I think something i did not see covered is surface area. Because birds airsacs extend throughout their body , their hollow bones. Its a huge surface area to have contact with air born toxin plus birds streamlined body mass . So they can get a much higher exposure. Birds are more sensitive to many airborne chemicals and toxins for the above reasons and from my college courses, and researched articles....
I didn't see science backing this ? Just opinion? Maybe I need to re read .. its early for me.

Re read. Author conclusion taken from their linked source...
"in general, birds are not automatically and predictable more sensitive to orally administered toxicants than comparably sized mammals."
This conclusion says oral! Not inhaled.
In the linked article the author quotes, if you read farther down
It goes on further down that page to say insufficient data to evaluate inhaled toxin. Invalidating the point the author was trying to make about burd respiratory systems!!!

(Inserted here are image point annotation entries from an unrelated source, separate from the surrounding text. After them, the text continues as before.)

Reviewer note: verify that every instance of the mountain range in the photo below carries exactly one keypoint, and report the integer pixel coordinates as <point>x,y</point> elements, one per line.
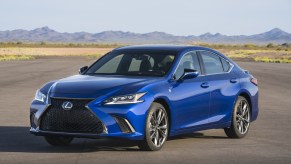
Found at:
<point>45,34</point>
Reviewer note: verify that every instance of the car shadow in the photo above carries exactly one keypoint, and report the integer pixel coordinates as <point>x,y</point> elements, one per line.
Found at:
<point>19,139</point>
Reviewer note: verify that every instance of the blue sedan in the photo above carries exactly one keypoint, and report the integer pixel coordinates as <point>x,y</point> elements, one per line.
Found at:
<point>147,93</point>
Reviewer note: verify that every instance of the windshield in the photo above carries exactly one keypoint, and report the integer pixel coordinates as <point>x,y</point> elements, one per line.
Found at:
<point>133,63</point>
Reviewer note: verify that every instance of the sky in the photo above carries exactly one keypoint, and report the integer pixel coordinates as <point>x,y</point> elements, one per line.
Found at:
<point>178,17</point>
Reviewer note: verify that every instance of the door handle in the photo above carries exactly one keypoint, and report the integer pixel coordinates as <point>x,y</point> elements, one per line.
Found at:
<point>233,80</point>
<point>204,85</point>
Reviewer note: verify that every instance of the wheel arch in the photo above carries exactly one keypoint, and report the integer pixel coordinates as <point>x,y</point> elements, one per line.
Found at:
<point>247,96</point>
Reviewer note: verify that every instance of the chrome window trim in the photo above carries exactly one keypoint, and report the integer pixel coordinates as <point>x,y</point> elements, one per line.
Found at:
<point>230,69</point>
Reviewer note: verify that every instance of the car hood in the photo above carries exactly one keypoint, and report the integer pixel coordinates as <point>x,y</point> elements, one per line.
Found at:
<point>94,86</point>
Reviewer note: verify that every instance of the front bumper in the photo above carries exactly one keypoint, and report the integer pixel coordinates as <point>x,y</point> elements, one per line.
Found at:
<point>123,121</point>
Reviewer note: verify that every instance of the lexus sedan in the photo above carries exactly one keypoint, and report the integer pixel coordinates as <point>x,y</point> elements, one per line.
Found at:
<point>147,94</point>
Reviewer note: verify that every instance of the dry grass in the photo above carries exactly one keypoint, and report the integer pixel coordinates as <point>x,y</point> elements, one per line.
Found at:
<point>16,57</point>
<point>28,53</point>
<point>53,51</point>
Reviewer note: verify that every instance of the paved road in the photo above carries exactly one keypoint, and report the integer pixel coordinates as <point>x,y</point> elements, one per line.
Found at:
<point>268,141</point>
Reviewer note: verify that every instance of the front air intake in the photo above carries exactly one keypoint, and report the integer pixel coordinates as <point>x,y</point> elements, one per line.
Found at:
<point>78,119</point>
<point>124,125</point>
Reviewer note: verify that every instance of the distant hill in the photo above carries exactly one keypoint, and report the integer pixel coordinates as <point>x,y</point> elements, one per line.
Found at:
<point>46,34</point>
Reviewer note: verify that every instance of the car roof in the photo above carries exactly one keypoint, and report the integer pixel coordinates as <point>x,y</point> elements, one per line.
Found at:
<point>176,48</point>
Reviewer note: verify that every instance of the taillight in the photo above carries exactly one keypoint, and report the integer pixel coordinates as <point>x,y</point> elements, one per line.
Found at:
<point>254,81</point>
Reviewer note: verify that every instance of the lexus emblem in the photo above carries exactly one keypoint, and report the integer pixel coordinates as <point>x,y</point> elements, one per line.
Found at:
<point>67,105</point>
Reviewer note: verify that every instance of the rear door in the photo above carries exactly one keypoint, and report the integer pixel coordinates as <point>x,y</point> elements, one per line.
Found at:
<point>190,100</point>
<point>223,84</point>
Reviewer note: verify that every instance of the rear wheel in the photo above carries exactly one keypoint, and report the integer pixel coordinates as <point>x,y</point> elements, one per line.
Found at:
<point>156,128</point>
<point>240,119</point>
<point>58,140</point>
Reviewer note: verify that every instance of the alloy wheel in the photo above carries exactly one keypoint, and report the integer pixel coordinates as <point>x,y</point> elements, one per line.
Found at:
<point>243,117</point>
<point>158,127</point>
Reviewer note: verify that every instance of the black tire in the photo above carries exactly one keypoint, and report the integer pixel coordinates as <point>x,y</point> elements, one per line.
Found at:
<point>58,140</point>
<point>237,130</point>
<point>148,144</point>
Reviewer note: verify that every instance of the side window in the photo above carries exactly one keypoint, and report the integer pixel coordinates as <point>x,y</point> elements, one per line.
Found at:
<point>111,66</point>
<point>226,65</point>
<point>189,61</point>
<point>212,63</point>
<point>145,63</point>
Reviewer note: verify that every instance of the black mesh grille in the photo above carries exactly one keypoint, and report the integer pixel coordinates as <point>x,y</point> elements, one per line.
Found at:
<point>79,119</point>
<point>124,127</point>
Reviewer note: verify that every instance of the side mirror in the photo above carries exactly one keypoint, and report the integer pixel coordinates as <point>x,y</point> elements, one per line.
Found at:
<point>83,69</point>
<point>189,74</point>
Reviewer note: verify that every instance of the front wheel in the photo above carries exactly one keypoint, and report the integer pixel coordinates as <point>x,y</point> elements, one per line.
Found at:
<point>156,128</point>
<point>240,119</point>
<point>58,140</point>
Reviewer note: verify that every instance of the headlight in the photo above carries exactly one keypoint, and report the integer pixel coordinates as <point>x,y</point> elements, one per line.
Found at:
<point>125,99</point>
<point>40,96</point>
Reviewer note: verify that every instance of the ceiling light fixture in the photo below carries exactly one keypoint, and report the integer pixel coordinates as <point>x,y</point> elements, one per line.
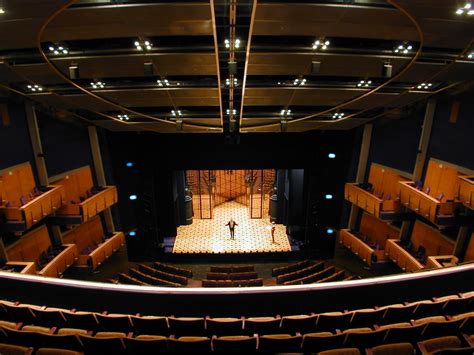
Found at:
<point>143,45</point>
<point>424,86</point>
<point>227,81</point>
<point>364,83</point>
<point>34,88</point>
<point>299,82</point>
<point>236,43</point>
<point>403,48</point>
<point>98,84</point>
<point>163,82</point>
<point>321,44</point>
<point>58,50</point>
<point>465,10</point>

Everything in the linked science still points to increased voluneability in birds to inhaled chemicals and irritants due to 20-80% times higher more gass exchange in bird than animals, their unique system, their high metabolism.. tge article talked about different species of birds a d different ages if birds effects. And said they should be included. For even better evaluate toxin

It really seems a person tried to cherry pick some science to attempt to back up their opinion that bird owners don't need to be so cautious with their birds. Maybe they have smokers, or want to use chemicals, or what motivation im unsure?

The take away from the science part. Birds are uniquely sensitive!!!! Only one Inhaled substance was mentioned less sensitive to.

To me this is a very dangerous opinion piece by the author!!!!!!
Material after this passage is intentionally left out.